Escondida Norte Deposit
Alteration and Hypogene Mineralisation
Potassic alteration is present at depth throughout the deposit, with biotite-feldspar-K association in the felsic rocks and biotite and minor magnetite predominate in the andesitic volcanic rocks and diorites. The potassic alteration have biotite and magnetite veinlets and abundant feld-K and quartz-feldspar-K veinlets,the latter of A-type. Grey sericite veinlets overlie the potassic zone.
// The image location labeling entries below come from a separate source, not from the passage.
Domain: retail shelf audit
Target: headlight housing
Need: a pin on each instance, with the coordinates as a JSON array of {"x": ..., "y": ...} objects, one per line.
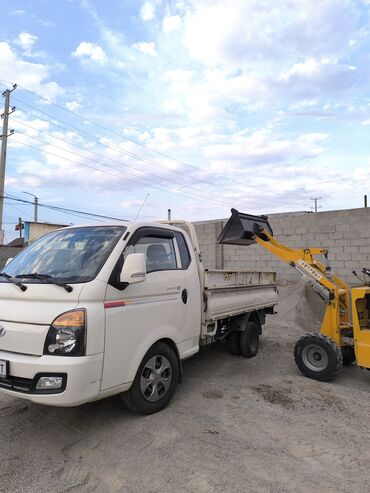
[{"x": 67, "y": 334}]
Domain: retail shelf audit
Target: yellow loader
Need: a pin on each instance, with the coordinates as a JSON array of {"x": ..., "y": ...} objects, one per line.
[{"x": 343, "y": 338}]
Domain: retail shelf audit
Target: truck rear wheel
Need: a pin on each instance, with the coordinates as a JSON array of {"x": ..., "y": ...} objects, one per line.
[
  {"x": 318, "y": 357},
  {"x": 249, "y": 340},
  {"x": 155, "y": 381},
  {"x": 234, "y": 343},
  {"x": 349, "y": 356}
]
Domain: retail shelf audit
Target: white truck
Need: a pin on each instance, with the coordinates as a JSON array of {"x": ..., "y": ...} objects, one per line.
[{"x": 91, "y": 311}]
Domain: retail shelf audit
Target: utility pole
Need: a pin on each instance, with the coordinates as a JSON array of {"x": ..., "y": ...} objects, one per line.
[
  {"x": 316, "y": 207},
  {"x": 35, "y": 203},
  {"x": 4, "y": 142}
]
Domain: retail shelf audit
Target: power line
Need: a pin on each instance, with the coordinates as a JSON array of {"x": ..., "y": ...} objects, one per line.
[
  {"x": 64, "y": 209},
  {"x": 150, "y": 176},
  {"x": 133, "y": 155},
  {"x": 92, "y": 137},
  {"x": 115, "y": 174}
]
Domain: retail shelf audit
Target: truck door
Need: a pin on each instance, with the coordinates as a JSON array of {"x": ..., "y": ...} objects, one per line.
[{"x": 141, "y": 314}]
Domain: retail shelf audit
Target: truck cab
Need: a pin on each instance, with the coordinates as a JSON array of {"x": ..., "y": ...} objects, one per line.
[{"x": 91, "y": 311}]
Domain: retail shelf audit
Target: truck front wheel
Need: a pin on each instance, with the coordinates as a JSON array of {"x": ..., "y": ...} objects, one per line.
[{"x": 155, "y": 381}]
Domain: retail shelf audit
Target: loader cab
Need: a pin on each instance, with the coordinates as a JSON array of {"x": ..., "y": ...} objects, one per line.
[{"x": 361, "y": 324}]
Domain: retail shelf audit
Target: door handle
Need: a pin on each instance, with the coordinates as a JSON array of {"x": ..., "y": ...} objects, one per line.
[{"x": 184, "y": 296}]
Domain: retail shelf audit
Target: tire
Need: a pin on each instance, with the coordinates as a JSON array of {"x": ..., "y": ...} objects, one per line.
[
  {"x": 155, "y": 382},
  {"x": 234, "y": 343},
  {"x": 249, "y": 340},
  {"x": 318, "y": 357},
  {"x": 348, "y": 355}
]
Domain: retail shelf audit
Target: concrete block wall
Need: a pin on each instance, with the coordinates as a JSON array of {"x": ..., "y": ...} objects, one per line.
[{"x": 346, "y": 234}]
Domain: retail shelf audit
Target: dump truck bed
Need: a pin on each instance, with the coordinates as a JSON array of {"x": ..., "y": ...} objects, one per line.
[{"x": 230, "y": 292}]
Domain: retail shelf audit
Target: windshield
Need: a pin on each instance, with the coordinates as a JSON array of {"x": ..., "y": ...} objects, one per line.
[{"x": 70, "y": 255}]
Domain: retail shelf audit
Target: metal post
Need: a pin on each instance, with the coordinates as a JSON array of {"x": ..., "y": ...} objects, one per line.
[
  {"x": 4, "y": 141},
  {"x": 20, "y": 227},
  {"x": 36, "y": 206}
]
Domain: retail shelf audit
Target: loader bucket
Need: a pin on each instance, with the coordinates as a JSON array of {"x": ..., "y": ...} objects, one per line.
[{"x": 241, "y": 229}]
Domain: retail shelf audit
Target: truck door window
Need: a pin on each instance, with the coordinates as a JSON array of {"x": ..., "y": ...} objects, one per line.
[
  {"x": 183, "y": 249},
  {"x": 159, "y": 252}
]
At shallower levels, the generalised alteration is chlorite-sericite, which is characterised by the occurrence of chlorite-sulphide veinlets overlaying and destroying the potassic association. This is covered by a sericitic zone, which is locally overlain by quartz-pyrophyllite ± alunite alteration, closely associated with the NW-directed high sulphidation vein zones. Most of the hypogene sulphide mineralisation at Escondida Norte consists of chalcopyrite and pyrite with the development of only localised centres of chalcopyrite - bornite ± chalcocite mineralisation in the potassic zone.
Supergene Mineralisation
A well-developed supergene profile is present at Escondida Norte, which include a leached hematitic surface, averaging 100 to 200 m (up to 350 m) thick, and a 20 to 250 m thick enrichment zone. The enrichment zone has a surface of 2 × 1.5 km, trending NE; it is divided into a high-grade, chalcocite-dominated upper zone (High Enriched), and a lower-grade basal part with covellite and lower chalcocite (Low Enriched). Supergene kaolinite is present throughout the zone and supergene alunite is dated to be ~ 17 to 14 Ma (Morales, 2009).
Copper oxide mineralisation is irregularly developed above the enrichment zone, mainly with antlerite and brochantite in the higher-grade central parts (Maturana and Saric, 1991; Monroy, 2000; Williams, 2003), and chrysocolla and atacamite peripherally.